Bij NSCLC-patiënten waarbij de kanker is uitgezaaid naar een of meer lymfeklieren dicht bij de long, een aandoening die bekend staat als pathologische N1 (pN1) ziekte, de huidige richtlijnen bevelen een tweedelig protocol aan:de chirurgische verwijdering van het kankerweefsel (resectie) gevolgd door een chemotherapieregime dat een cocktail van kankerbestrijdende medicijnen bevat.
Echter, niet alle pN1-patiënten krijgen het tweede deel van het protocol.
In een retrospectieve studie van Keck Medicine of USC van de National Cancer Database gepubliceerd in The Annals of Thoracic Surgery, van bijna 15, 000 patiënten die een resectie ondergingen voor pN1-ziekte, slechts iets meer dan de helft (54,1%) kreeg chemotherapie. Patiënten kregen minder vaak chemotherapie als ze op het platteland woonden of Medicaid gebruikten of niet verzekerd waren.
Uit dit onderzoek blijkt dat er ongelijkheden bestaan als het gaat om het verkrijgen van de hoogste zorg. Eerdere studies hebben aangetoond dat sociaaleconomische status een rol speelt bij de chirurgische behandeling van patiënten met longkanker, maar we zijn de eersten die de relatie tussen sociaaleconomische status en toegang tot chemotherapie onderzoeken bij patiënten met pN1-ziekte."
Elizabeth A. David MD, MAS, een cardiothoracale chirurg met Keck Medicine en de hoofdauteur van de studie
Uit de studie bleek ook dat het voordeel van chemotherapie bij deze patiëntenpopulatie groter is dan algemeen wordt aangenomen. Eerder onderzoek heeft aangetoond dat patiënten met pN1-ziekte die zowel met chirurgie als met chemotherapie worden behandeld, hun vijfjaarsoverleving bij kanker met 5,4% verhogen ten opzichte van degenen die alleen een operatie ondergaan. David en haar collega's ontdekten dat het overlevingspercentage zelfs met 14% toeneemt - bijna het drievoudige van het geaccepteerde aantal.
"Hoewel dit een aanzienlijk groter aantal is dan historisch gerapporteerd, vanwege de breedte van ons onderzoek, we geloven dat deze nieuwe statistiek juist is, en we hebben andere onderzoeken lopen om meer validatie te bieden, " zegt Davy, die ook een universitair hoofddocent klinische chirurgie is aan de Keck School of Medicine van USC.
Onderzoekers verzamelden gegevens over NSCLC-patiënten met pN1-ziekte uit de National Cancer Database, een ziekenhuisgebaseerd oncologisch register gesponsord door het American College of Surgeons en de American Cancer Society dat ongeveer 70% van alle patiënten met nieuw gediagnosticeerde kanker in de Verenigde Staten opvangt.
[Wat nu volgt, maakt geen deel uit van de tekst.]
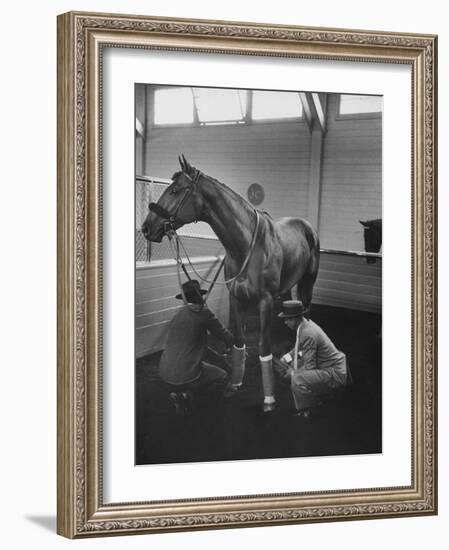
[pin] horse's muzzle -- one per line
(150, 236)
De auteurs van het onderzoek onderzochten meerdere sociaaleconomische statusvariabelen van de patiënten - ras/etniciteit, gemiddeld huishoud inkomen, Opleidingsniveau, stedelijk/landelijk woongebied en verzekeringsstatus -- om tot de conclusie te komen dat er een verschil in behandeling is tussen mensen in landelijke gebieden of zonder verzekering of op Medicaid. De andere sociaaleconomische categorieën speelden geen rol bij de behandeling.
Hoewel het buiten het bestek van de studie viel om te bepalen waarom patiënten geen chemotherapie krijgen, David is van mening dat patiënten de behandeling kunnen krijgen, maar sla het af. Degenen in landelijke gebieden moeten misschien naar een stedelijk gebied ver van huis reizen om geopereerd te worden en hebben misschien niet de middelen, zoals vervoer, om zich te committeren aan vervolgbehandelingen met chemotherapie. Voor degenen zonder verzekering of op Medicaid, de kosten van de chemotherapie kunnen een belemmering vormen voor een vervolgbehandeling.
"Het is duidelijk dat als medische professionals, we moeten creatieve oplossingen vinden om risicogroepen te helpen de door richtlijnen aanbevolen zorg te krijgen, " zegt David. "De overlevingskansen van longkanker verbeteren en alle patiënten, ongeacht waar ze wonen of financiële status, moeten kunnen profiteren van de behandeling die hen de beste kans op herstel en overleving geeft."